Nannerl Overholser Keohane (born Sept. 18, 1940, Blytheville, Ark., U.S.) is an American academician and administrator who gained particular prominence when she became the first woman president of Duke University in Durham, N.C.
Keohane received an undergraduate degree from Wellesley (Massachusetts) College in 1961. She studied for the next two years in England at the University of Oxford, where she earned a second bachelor’s degree. After completing a doctorate in political science at Yale University in New Haven, Conn., in 1967, she taught at Swarthmore College in Pennsylvania (1967–73) and Stanford University in California (1973–81). In 1981 she was appointed president of Wellesley College, where she held a concurrent appointment as professor of political science.

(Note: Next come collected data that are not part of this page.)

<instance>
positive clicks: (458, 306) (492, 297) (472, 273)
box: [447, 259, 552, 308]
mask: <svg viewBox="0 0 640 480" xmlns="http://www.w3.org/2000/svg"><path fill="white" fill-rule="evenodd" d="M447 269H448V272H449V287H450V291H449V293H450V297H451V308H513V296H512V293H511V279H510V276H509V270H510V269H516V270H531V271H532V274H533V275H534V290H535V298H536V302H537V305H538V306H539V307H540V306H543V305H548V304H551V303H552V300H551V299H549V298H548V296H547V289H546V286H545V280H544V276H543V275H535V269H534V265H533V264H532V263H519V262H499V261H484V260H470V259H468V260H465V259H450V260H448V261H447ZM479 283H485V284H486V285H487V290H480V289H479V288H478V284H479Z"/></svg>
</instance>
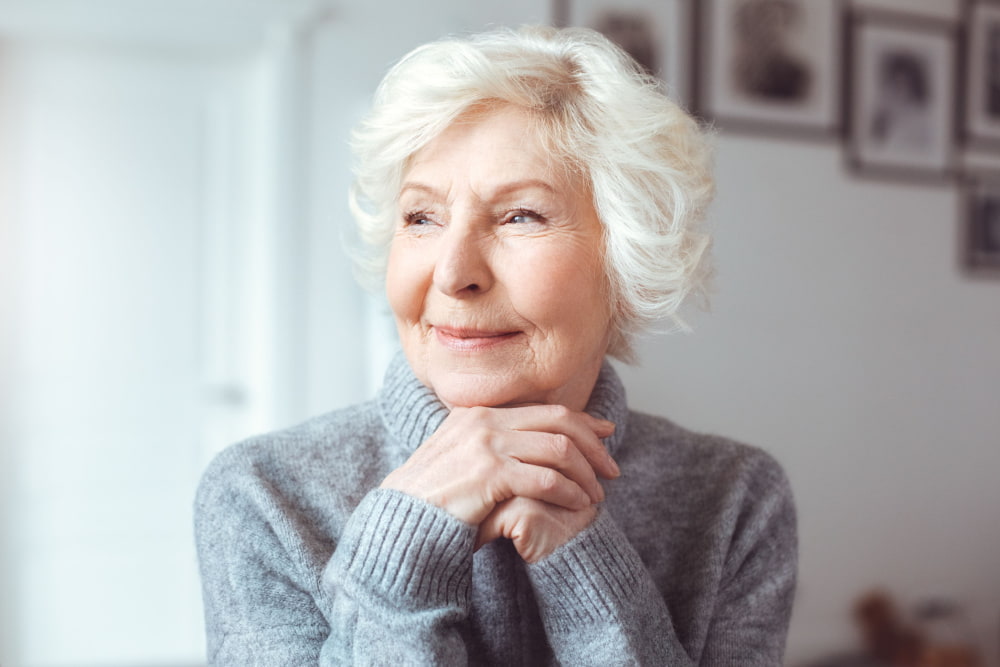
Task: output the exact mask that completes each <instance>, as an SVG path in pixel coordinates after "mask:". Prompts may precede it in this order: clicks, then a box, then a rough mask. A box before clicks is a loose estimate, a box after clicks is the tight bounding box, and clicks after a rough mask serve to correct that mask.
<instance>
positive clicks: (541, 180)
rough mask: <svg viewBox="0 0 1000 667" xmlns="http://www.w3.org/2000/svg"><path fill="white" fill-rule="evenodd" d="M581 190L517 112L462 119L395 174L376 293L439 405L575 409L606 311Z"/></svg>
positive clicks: (594, 373)
mask: <svg viewBox="0 0 1000 667" xmlns="http://www.w3.org/2000/svg"><path fill="white" fill-rule="evenodd" d="M602 247H603V241H602V229H601V223H600V221H599V220H598V218H597V213H596V212H595V210H594V207H593V205H592V203H591V198H590V193H589V191H588V189H587V187H586V184H585V183H584V182H583V180H582V179H581V178H580V177H579V176H577V175H571V174H567V173H566V172H565V170H564V169H563V168H562V167H561V166H560V165H559V164H557V163H556V162H555V161H554V160H553V159H552V158H551V157H550V155H549V151H547V150H545V148H544V147H543V145H542V142H541V141H540V139H539V137H538V136H537V134H536V132H535V131H534V129H533V124H532V121H531V119H530V117H529V116H528V115H527V114H525V113H524V112H522V111H520V110H518V109H515V108H512V107H504V108H501V109H499V110H496V111H491V112H489V113H485V114H477V115H469V116H465V117H463V118H461V119H459V121H457V122H456V123H454V124H453V125H452V126H451V127H450V128H449V129H447V130H446V131H445V132H443V133H442V134H441V135H440V136H439V137H437V138H436V139H435V140H434V141H432V142H430V143H429V144H428V145H427V146H426V147H424V148H423V149H422V150H420V151H419V152H417V153H416V154H415V155H414V156H413V159H412V160H411V162H410V164H409V166H408V168H407V170H406V172H405V174H404V178H403V185H402V188H401V190H400V194H399V220H398V222H397V227H396V233H395V236H394V238H393V241H392V247H391V250H390V253H389V267H388V272H387V277H386V291H387V294H388V297H389V304H390V305H391V307H392V310H393V313H394V314H395V316H396V324H397V327H398V329H399V335H400V339H401V341H402V344H403V350H404V352H405V353H406V356H407V359H409V362H410V365H411V366H412V367H413V370H414V372H415V373H416V375H417V377H418V378H419V379H420V380H421V382H423V383H424V384H426V385H427V386H428V387H430V388H431V389H433V390H434V392H435V393H436V394H437V395H438V397H439V398H440V399H441V400H442V401H443V402H444V403H445V404H446V405H448V406H449V407H455V406H474V405H484V406H499V405H515V404H523V403H559V404H562V405H566V406H568V407H570V408H573V409H581V410H582V409H583V408H584V407H585V406H586V402H587V399H588V398H589V396H590V392H591V390H592V389H593V386H594V382H595V381H596V379H597V375H598V373H599V372H600V367H601V362H602V360H603V358H604V354H605V351H606V350H607V345H608V338H609V325H610V321H611V313H610V308H609V305H608V303H609V301H608V286H607V281H606V279H605V276H604V270H603V265H602V261H601V254H602Z"/></svg>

In 1993 Keohane left Wellesley to become president of and professor of political science at Duke University. Her presidency of a major women’s college followed by a similar appointment at a major research university led to her induction in 1995 into the National Women’s Hall of Fame, which also cited her efforts to increase minority student enrollment and improve faculty diversity. After retiring as president of Duke in 2004, Keohane was appointed Laurance S. Rockefeller Distinguished Visiting Professor of Public Affairs and the University Center for Human Values at Princeton University in 2005. From 2004 to 2005 she was a fellow at Stanford’s Center for Advanced Behavior Studies.
She is the author of Philosophy and the State in France: The Renaissance to the Enlightenment (1980) and coeditor of Feminist Theory: A Critique of Ideology (1982). A book of Keohane’s selected speeches, A Community Worthy of the Name, was published in 1995, followed by Higher Ground: Ethics and Leadership in the Modern University (2006), a collection of essays and speeches addressing the challenges facing universities.